When it comes to employment, young Americans are already at a disadvantage when compared with their older peers, and that goes even more so for young, low-income job seekers.

Starbucks (SBUX), Microsoft (MSFT), Walmart (WMT) and more than a dozen other top U.S. companies are vowing to create a pathway to employment for this group, which suffers from high rates of unemployment. The companies are creating a new venture called the 100,000 Opportunities Initiative with the goal of hiring at least 100,000 workers between the ages of 16 to 24 who come from low-income backgrounds.

These Americans are often hit the hardest by high unemployment rates, leading to millions of teens and 20-somethings who are disconnected from either school or work, with the initiative estimating that there are currently 5.6 million young Americans who aren't engaged in either school or work. The 100,000 Opportunities Initiative is planning on finding some of these workers part-time and full-time jobs, as well as training programs, internships and apprenticeships.

"In America, your ZIP code should never determine your destiny," said U.S. Secretary of Labor Thomas E. Perez in a statement. "Breaking down barriers to employment for young people doesn't just help the individual workers -- it benefits entire communities and the economy at large."

Perez added that he hoped more companies would follow the initiative's lead.

The other companies joining the effort are: Alaska Airlines, Cintas, CVS Health, Hilton Worldwide, HMSHost, JCPenney, JPMorgan Chase, Lyft, Macy's, Porch.com, Potbelly Sandwich Shop, Taco Bell, Target and Walgreens.

Employers are currently seeking 3.5 million employees for unfilled jobs that don't require a college degree, the initiative said. These middle-skill jobs are the largest part of the labor market in the U.S., the group added.

While college-educated workers tend to make more money than Americans with only high-school degrees, only about one-third of U.S. adults hold a college degree. People with only a high school degree also suffer from higher unemployment rates than the college educated, at 6 percent compared with 3.5 percent, according to the Bureau of Labor Statistics.

In the post-recession years, many of the newly created jobs have been in low-paying fields such as the fast-food and retail industries, which has raised concerns about the lack of earnings growth for U.S. workers and widening inequality between rich and poor.

During the past year, labor activists working on behalf of low-paid workers have organized strikes and protests to gain support for a higher minimum wage.
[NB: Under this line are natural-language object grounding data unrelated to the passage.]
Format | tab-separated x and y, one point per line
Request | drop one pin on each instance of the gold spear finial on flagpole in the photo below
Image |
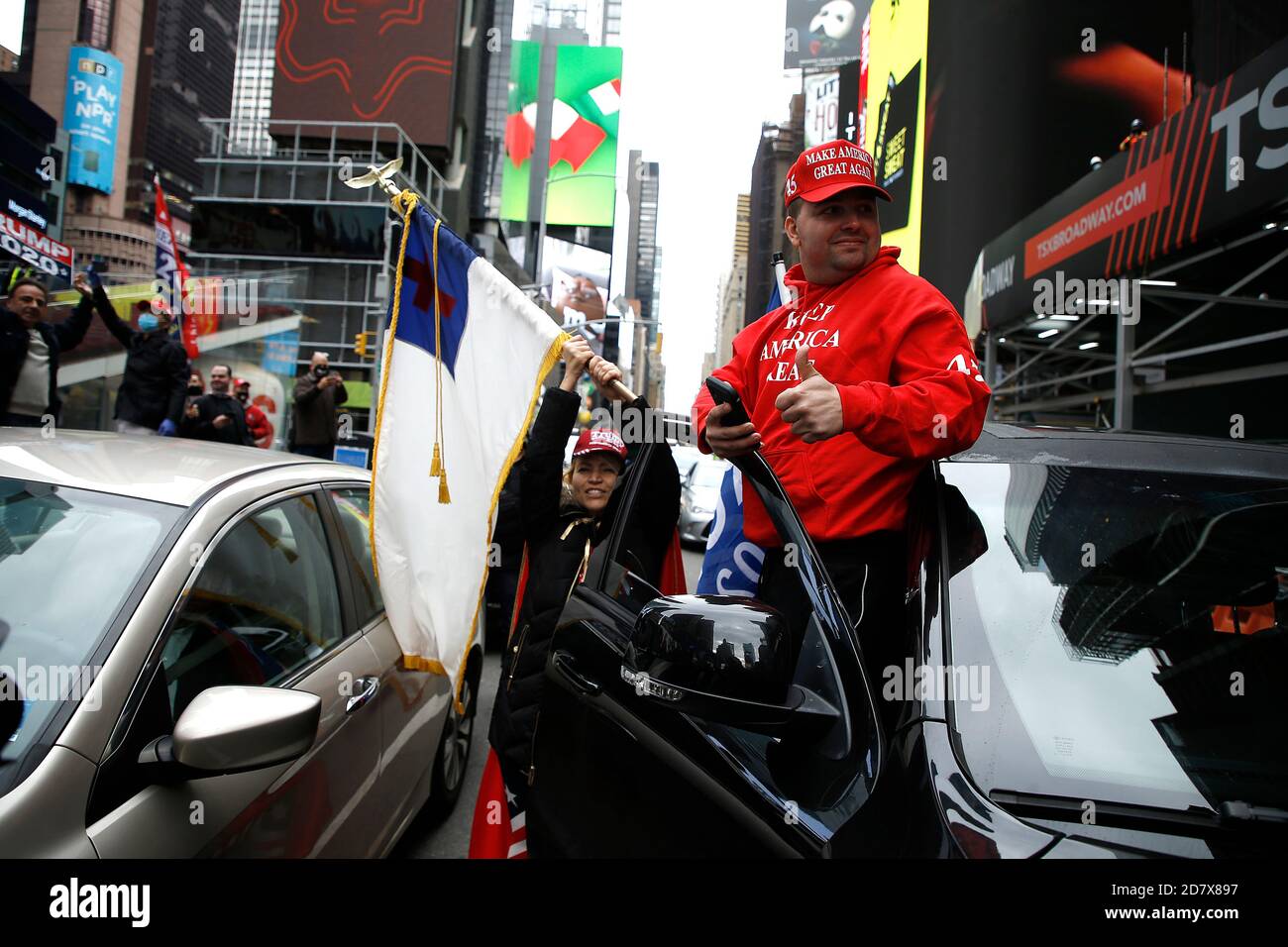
380	176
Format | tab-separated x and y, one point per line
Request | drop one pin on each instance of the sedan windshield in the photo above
707	475
67	561
1126	633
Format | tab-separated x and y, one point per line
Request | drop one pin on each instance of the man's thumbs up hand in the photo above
812	407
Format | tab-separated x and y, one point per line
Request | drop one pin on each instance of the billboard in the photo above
1197	172
90	110
583	134
897	118
822	33
822	107
380	60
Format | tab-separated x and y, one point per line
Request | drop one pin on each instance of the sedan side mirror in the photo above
230	729
721	659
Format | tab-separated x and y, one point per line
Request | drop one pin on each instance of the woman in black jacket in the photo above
153	393
565	517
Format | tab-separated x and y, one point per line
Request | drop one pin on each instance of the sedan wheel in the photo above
454	753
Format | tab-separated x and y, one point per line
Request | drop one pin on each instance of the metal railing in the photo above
308	161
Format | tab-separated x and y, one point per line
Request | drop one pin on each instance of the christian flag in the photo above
168	266
465	355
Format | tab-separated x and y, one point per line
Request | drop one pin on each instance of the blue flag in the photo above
732	564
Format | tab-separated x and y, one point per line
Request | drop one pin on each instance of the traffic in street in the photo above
497	431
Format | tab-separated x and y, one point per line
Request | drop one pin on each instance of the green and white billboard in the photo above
583	134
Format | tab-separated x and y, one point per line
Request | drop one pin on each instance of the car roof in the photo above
166	470
1126	450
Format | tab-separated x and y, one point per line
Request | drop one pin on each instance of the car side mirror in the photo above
231	729
721	659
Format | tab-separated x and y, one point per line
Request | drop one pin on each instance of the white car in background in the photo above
699	495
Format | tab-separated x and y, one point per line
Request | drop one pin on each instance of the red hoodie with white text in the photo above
911	392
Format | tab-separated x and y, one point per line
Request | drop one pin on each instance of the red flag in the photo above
171	270
673	569
498	828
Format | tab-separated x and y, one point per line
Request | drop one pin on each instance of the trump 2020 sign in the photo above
90	112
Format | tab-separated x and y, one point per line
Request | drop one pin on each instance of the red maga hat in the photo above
827	169
593	440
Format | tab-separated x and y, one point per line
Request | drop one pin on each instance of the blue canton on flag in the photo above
416	325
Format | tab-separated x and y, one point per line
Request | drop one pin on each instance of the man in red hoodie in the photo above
851	390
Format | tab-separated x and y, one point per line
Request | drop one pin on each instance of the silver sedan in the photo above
194	659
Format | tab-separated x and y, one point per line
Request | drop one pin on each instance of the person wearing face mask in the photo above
317	394
151	398
257	421
565	517
196	388
219	416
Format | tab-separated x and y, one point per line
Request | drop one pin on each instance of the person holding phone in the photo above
317	394
851	390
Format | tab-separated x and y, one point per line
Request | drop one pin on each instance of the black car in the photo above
1094	667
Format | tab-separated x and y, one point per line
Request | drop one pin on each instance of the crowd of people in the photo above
161	393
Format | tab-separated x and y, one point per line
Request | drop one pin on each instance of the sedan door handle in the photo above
369	686
566	665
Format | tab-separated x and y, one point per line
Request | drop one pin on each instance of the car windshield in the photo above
1122	633
707	475
67	561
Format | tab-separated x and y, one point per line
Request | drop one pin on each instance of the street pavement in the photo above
450	838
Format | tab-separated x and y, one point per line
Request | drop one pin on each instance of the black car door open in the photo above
699	725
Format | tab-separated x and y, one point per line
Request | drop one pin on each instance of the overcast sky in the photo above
698	77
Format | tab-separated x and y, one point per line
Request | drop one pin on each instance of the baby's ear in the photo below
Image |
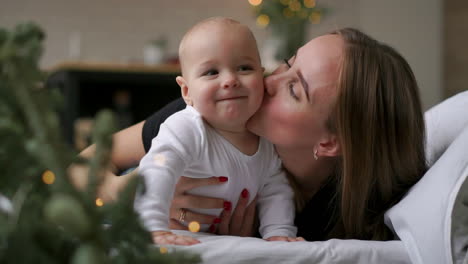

The Fight for $15 labor movement argues that the current federal minimum wage, at $7.25 an hour, fails to provide a living wage.

The 100,000 Opportunities Initiative didn't discuss wages in its statement, but noted that the effort is geared to providing mentoring and feedback, such as mock interviews, to help disengaged youths find employment.

The effort is the brainchild of Starbucks chief executive Howard Schultz, according to The Wall Street Journal, which noted that Starbucks plans to hire young disadvantaged Americans to replace employees who leave, as well as to create new, entry-level jobs in the chain's stores.

"We're not displacing jobs, but creating incremental opportunities in most of these companies," Schultz told the publication. He added, "It's very personal for me, having grown up in public housing and understanding what it was like to be that poor kid."